Yachad Jewish Identity coordinators teach Jewish identity and heritage year-round in 108 community centers throughout Israel, but in the summertime, the centers operate on a vacation schedule. School is out, so there are no afternoon-care classes, nor do the morning daycare centers operate. Even the extra-curricular courses in sports, dance and the like are on hiatus.
The Yachad coordinators thus reach out to the local day camps with the aim of infusing Jewish content and values into the wide range of daily activities. This includes everything from sport competitions, treasure hunts and art projects to special events commemorating the destruction of the Temple. “Because Tisha B’Av takes place in the summer when there’s no school, many secular Israeli kids have no idea what it is,” explains Yigal Klein, Yachad’s educational director. “Our coordinators introduce them to the concepts of ahavat hinam (baseless love) and Jewish unity as the antidote to the sinat hinam (causeless hatred) and divisiveness that caused the second Temple’s destruction.”

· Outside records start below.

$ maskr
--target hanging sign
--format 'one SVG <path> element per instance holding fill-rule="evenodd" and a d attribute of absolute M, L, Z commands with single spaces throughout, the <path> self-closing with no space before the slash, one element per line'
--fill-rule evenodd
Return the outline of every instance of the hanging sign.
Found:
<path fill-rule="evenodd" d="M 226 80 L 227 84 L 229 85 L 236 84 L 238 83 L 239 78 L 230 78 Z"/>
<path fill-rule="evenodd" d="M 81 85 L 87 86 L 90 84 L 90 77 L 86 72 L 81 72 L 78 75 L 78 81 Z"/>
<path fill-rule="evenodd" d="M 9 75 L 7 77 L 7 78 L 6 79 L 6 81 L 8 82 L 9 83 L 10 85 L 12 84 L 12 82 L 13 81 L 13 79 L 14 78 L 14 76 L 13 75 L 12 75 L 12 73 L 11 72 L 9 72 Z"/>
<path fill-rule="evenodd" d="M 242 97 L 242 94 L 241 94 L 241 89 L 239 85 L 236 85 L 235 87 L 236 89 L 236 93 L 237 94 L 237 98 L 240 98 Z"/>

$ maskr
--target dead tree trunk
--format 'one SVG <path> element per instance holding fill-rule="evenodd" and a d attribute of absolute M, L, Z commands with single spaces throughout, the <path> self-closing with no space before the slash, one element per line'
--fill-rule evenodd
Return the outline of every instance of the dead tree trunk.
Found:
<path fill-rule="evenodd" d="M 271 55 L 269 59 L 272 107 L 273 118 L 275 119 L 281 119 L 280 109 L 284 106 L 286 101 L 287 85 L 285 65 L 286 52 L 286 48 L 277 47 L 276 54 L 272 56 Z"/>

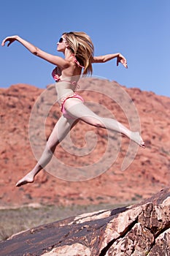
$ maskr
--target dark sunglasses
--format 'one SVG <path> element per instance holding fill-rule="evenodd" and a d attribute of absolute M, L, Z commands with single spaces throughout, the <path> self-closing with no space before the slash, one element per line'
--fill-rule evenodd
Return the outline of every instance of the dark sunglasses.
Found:
<path fill-rule="evenodd" d="M 61 37 L 58 40 L 58 42 L 66 42 L 66 40 L 64 38 Z"/>

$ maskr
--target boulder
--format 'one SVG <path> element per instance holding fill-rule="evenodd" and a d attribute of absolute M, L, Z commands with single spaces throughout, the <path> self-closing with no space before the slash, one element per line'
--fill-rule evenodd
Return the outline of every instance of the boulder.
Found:
<path fill-rule="evenodd" d="M 12 236 L 0 255 L 169 255 L 170 188 L 131 206 L 83 214 Z"/>

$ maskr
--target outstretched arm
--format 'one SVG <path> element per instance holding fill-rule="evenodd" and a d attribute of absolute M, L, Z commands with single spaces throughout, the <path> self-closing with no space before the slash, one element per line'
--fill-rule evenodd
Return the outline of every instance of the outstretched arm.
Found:
<path fill-rule="evenodd" d="M 93 59 L 93 63 L 104 63 L 117 58 L 117 66 L 118 66 L 120 62 L 125 68 L 128 68 L 126 59 L 120 53 L 111 53 L 103 55 L 101 56 L 94 56 Z"/>
<path fill-rule="evenodd" d="M 66 61 L 64 59 L 52 54 L 49 54 L 40 50 L 37 47 L 34 46 L 34 45 L 23 39 L 19 36 L 12 36 L 6 37 L 2 41 L 1 46 L 4 46 L 7 42 L 9 42 L 7 46 L 9 46 L 15 41 L 18 41 L 20 43 L 21 43 L 26 48 L 27 48 L 31 53 L 34 54 L 35 56 L 40 57 L 45 59 L 45 61 L 52 63 L 53 64 L 59 66 L 61 68 L 66 68 L 69 65 L 69 61 Z"/>

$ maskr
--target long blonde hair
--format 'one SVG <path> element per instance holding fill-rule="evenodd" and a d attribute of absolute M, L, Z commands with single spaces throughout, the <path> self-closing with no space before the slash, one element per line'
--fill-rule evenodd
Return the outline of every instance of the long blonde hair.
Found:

This approach leads to innovative activities such as “The Three Weeks of Love,” teaching children about Jewish values of tolerance, charity, and the ripple effect of positive actions during the three weeks leading up to Tisha B’Av. Capture the Flag was turned into “pass on the good deeds” at one camp; a friendship bulletin board was posted in another, where campers left positive notes for one another; and in another day camp, Yachad coordinator had campers create a large chain of multi-colored papers to represent the various skin tones found across Israel.